Spacciare la droga è sicuramente un reato bello e buono, ma chi si sarebbe mai aspettato una genialità incredibile da un ragazzo di soli 17 anni, tra l’altro arrestato nella giornata di ieri 8 Marzo 2015, festa delle donne, per spaccio di stupefacenti. Un sistema strutturato alla perfezione, un qualcosa che neanche registi di livello mondiale possono pensare di fare.

Minore spacciava droga e tanto altro usando Facebook e Whatsapp

Entrando più nel dettaglio, come avrete avuto modo di vedere voi stesso nell’articolo, il ragazzo usufruiva di due ottimi social tra l’altro molto popolati come Whatsapp e Facebook per rimanere in stretto contatto con i clienti e per farsi capire non parlava di certo italiano, ma usava un linguaggio in codice perfetto, simulando compiti e tanto altro ancora in modo da far intuire al compratore le dosi, i soldi ecc..

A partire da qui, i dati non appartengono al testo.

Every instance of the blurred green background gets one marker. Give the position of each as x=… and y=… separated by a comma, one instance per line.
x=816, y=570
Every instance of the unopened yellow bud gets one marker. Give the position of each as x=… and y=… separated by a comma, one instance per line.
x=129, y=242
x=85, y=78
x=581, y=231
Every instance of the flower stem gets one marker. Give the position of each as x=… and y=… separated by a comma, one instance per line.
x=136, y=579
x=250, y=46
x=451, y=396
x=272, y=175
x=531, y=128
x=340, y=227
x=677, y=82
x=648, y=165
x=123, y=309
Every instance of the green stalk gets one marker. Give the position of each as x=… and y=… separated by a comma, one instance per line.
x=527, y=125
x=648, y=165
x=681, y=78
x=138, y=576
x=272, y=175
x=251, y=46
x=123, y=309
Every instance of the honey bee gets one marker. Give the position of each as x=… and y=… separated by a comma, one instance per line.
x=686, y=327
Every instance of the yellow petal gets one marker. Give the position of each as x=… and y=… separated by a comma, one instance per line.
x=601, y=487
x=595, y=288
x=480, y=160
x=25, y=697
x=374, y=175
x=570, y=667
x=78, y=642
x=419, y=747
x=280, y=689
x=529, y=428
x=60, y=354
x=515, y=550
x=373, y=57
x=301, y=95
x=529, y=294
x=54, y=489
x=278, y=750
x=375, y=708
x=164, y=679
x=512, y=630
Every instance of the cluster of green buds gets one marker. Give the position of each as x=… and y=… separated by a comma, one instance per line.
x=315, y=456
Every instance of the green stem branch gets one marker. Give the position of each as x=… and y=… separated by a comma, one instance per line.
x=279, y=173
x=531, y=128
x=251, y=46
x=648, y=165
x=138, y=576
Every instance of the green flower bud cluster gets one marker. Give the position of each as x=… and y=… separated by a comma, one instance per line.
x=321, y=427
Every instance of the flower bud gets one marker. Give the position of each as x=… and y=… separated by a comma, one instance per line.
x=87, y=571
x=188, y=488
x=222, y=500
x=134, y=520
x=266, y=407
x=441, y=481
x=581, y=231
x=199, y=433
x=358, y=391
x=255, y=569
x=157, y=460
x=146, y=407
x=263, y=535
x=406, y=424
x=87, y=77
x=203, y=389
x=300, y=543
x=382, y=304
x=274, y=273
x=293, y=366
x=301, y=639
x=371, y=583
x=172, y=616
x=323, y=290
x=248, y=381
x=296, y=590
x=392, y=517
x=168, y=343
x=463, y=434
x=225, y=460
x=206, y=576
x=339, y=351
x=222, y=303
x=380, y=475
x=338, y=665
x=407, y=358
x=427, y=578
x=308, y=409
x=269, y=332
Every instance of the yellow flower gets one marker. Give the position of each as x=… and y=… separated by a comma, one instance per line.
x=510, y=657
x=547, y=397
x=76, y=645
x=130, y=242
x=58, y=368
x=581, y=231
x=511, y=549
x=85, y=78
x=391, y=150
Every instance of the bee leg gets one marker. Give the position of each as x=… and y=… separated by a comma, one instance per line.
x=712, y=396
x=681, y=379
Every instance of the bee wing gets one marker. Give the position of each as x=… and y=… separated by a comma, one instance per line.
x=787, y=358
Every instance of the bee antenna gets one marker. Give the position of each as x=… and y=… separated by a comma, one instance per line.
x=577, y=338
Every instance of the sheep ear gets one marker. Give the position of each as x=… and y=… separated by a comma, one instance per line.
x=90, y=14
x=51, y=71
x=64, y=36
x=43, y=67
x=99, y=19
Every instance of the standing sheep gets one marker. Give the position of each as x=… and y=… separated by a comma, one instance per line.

Il ragazzo è stato smascherato grazie ad un suo acquirente

Da quel poco che abbiamo capito dalle forze dell’ordine, il ragazzo utilizzava tali frasi: 4 pagine di compiti, 16 capitoli da studiare e tanto altro ancora. Il sistema dopo diversi mesi è stato scoperto dopo che i Carabinieri hanno indagato un ragazzino di soli 15 anni che aveva con lui della marjuana, che dalla paura ha confessato dove l’ha acquistata.

Insomma, una vera e propria genialità da parte del ragazzo, che purtroppo è stato fregato da uno dei suoi clienti.